Category: Secondary Research
The work of Georges Braque and Pablo Picasso. I love the disordered, hap hazard appearance and how they have used found pieces of paper or rope to create collages mediating on the realness and messiness of everyday life. It is tactile and immediate- unlike most paintings or drawings before them, which seems to make it more relateable, approachable and human.
Hannah Hoch
Doris Salcedo
- Sophia Hultén lives and works in Berlin.
- Her works often use found materials and draw on the concept of time and quantum physics.
- For ‘Indecisive angles’, the artist cut and reassembled found metal trolleys to make them functionless.
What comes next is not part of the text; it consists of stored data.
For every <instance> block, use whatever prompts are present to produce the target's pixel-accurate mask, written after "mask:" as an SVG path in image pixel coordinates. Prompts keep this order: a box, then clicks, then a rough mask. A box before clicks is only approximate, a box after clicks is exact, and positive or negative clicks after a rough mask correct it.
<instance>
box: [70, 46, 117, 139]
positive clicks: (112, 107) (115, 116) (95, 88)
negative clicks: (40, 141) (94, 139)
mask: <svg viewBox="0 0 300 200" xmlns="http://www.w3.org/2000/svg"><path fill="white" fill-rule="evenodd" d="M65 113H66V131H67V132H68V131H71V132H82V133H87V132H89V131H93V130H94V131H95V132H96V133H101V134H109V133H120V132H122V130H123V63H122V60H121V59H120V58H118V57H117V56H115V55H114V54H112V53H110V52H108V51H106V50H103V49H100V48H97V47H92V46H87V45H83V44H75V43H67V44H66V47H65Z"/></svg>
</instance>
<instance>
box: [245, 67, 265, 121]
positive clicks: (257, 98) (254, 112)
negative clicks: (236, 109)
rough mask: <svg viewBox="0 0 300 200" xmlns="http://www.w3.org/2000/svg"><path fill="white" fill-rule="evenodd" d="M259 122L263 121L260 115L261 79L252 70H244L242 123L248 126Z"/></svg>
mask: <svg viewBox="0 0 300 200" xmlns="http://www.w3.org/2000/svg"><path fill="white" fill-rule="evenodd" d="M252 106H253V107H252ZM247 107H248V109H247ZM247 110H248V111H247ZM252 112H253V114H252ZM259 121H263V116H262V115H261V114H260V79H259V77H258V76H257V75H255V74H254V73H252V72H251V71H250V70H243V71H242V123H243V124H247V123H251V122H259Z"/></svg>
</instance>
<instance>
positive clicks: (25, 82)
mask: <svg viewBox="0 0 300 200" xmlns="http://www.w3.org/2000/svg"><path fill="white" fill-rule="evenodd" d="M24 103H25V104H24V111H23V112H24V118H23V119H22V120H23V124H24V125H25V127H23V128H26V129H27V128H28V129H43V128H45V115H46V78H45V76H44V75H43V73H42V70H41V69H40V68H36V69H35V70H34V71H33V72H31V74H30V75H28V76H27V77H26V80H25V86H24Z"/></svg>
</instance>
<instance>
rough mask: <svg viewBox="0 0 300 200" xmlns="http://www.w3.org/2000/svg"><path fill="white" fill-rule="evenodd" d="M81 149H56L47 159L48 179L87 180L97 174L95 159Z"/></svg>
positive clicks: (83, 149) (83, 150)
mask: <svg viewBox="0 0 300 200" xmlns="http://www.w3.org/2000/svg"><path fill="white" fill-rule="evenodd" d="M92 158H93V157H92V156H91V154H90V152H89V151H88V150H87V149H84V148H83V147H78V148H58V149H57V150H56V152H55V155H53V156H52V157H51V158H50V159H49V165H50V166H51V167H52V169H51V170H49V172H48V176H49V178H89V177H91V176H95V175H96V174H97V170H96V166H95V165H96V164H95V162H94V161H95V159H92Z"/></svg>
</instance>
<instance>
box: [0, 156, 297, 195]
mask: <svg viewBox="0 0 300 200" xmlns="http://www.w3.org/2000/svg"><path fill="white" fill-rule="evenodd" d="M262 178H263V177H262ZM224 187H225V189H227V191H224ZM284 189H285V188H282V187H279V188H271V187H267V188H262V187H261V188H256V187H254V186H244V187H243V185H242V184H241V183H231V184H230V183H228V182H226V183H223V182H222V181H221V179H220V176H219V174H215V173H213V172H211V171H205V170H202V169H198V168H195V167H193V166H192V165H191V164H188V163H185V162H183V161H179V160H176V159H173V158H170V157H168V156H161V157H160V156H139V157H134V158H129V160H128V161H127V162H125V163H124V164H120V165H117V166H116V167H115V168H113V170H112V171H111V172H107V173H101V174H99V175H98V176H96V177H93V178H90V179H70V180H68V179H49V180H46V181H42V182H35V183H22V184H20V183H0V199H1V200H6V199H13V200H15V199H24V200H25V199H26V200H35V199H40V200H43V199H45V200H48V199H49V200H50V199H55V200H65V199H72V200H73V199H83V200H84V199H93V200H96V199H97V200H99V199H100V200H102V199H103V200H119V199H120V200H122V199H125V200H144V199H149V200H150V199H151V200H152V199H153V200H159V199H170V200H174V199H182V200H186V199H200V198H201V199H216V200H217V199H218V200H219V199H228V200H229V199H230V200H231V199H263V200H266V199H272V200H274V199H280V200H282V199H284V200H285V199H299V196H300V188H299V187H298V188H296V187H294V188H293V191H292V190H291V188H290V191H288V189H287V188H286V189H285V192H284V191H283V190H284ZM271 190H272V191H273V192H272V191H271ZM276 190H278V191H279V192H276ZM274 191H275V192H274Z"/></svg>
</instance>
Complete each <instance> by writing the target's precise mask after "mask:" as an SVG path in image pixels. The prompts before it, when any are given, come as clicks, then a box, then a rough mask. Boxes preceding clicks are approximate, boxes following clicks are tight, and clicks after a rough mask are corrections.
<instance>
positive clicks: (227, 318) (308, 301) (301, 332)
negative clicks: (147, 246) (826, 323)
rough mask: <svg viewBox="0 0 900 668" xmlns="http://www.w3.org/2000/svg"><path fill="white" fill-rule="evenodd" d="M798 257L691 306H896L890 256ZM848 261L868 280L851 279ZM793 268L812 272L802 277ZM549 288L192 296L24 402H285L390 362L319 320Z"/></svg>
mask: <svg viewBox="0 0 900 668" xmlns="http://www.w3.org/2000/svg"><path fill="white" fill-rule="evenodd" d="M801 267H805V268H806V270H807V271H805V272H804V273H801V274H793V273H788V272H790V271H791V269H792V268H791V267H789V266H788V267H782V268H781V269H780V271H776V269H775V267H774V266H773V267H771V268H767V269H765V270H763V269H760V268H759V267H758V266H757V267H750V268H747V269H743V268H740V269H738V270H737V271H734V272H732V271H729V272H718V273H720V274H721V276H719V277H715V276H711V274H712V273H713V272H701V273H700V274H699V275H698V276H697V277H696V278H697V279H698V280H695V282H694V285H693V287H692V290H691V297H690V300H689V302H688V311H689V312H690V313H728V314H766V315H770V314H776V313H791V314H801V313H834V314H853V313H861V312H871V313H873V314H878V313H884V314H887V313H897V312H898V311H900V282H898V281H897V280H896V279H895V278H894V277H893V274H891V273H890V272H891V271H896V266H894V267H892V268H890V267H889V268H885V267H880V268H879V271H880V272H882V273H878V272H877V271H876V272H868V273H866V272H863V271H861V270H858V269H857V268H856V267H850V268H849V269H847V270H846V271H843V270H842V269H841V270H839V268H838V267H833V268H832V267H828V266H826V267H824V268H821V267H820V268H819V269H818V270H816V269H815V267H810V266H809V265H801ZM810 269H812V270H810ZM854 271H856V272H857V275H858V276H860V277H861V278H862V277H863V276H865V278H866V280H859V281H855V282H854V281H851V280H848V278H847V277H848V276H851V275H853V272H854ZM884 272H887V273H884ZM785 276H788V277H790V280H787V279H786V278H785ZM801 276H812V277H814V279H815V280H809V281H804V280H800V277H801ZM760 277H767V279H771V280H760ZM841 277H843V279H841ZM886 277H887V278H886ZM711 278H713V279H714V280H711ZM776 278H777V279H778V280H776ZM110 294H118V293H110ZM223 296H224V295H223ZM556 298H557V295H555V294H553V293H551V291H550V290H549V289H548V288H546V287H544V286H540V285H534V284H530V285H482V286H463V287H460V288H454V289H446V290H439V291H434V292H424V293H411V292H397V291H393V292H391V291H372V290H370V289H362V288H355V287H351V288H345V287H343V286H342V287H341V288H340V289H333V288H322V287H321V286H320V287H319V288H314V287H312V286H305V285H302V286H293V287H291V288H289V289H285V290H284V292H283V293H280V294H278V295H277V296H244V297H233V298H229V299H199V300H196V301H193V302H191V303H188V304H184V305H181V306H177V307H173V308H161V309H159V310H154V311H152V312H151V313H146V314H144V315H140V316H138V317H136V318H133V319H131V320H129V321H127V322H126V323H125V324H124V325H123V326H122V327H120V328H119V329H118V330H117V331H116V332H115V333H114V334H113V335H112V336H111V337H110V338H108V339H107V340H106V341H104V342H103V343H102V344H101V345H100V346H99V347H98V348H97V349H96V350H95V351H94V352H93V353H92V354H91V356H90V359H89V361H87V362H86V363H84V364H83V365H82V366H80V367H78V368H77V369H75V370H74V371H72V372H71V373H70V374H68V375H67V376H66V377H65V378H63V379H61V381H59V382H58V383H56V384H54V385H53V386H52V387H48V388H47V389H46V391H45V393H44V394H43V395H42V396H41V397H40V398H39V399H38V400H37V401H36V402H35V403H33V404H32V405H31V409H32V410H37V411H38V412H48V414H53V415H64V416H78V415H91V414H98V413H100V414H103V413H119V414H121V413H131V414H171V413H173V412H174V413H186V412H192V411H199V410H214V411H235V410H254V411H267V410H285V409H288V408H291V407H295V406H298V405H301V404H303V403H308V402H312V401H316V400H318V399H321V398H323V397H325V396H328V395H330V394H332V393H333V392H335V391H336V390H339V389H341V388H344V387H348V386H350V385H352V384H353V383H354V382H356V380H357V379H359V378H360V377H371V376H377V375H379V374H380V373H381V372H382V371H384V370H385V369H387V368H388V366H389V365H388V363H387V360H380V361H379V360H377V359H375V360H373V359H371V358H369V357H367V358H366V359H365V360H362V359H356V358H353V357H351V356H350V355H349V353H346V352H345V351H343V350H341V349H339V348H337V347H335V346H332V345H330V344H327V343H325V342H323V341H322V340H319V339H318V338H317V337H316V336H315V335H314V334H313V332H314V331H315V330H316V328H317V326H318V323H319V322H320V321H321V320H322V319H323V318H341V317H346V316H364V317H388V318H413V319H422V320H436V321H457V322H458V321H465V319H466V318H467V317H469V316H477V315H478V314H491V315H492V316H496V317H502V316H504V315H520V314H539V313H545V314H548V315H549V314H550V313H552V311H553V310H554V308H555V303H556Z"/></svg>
Such sculptures seamlessly blend together in unusual angles- as if they have been cut and placed in front of a mirror.
- Likewise, in a more recent piece, ‘Ok ok ok ok ok’ in 2019, Hultén elevated two step ladders joined together with steel bearings rendering them useless. The sculpture seems to tip forward, playing with time, as if about to rotate, and seems to resemble the wheel of a mill.
- I love how Hultén cuts and reassembles objects as well as her minimalistic approach. Whereas in the past I have largely kept my found objects whole (perhaps excluding my greenhouse sculpture), it may be interesting to experiment taking apart objects and cutting them before reassembling them. It may make my work seem even more unsettled and alien.
Alicja Kwade is a Polish-German contemporary artist whose sculpture and installation based works contemplate the nature off time, space, science and philosophy. Sometimes video photography is used to enhance her work, which also focuses on our perception of time and space. Her works include objects from her everyday life, repetition, mirroring. Her objects sometimes appear anthropomorphic.
I like the use of metal to space out objects in works such as Paraparticular (2019) and Ambo (2018). Perhaps I could also look into doing so and book a space in the metal workshop to explore using man made and manipulated metal rods to space out my gas canisters.
I have a slot tomorrow morning so will explore methods of display and material use then!
Today I tried out writing words onto the canisters. I like the hap hazard way in which the letters have been scratched on, as if the writer was in a panic at the time of writing.
- Arte Povera Movement reacted against consumer culture and used everyday items to create conceptual pieces. Through their art they attempted to dissolve the boundaries between art and life.
- UNGLAMOROUS, JUXTOPOSITIONS
- Jannis Kounellis was a key member of this movement and through his multimedia work (installation, performance, sculpture) aimed to contrast industrial materials with the pre-industrial.
- Used materials not typically perceived as art (everyday objects)
- Swiss conceptual, multi-media artists. Peter Fischli and David Weiss.
- Brought ordinary household objects to life, conveying a sense of movement and/or animation. The objects balance and collide, seeming to encourage a fresh look at our surroundings and the objects within them.
- Quiet Afternoon, 1984–5 shows a series of images on the verge of collapse: IMPENDING COLLAPSE.
- The Way Things Go, 1987 was a film documenting a chain of a series of carefully placed objects tumbling, colliding, setting each other on fire and flying from place to place. Consisted of a number of short videos of chain reactions produced over two years.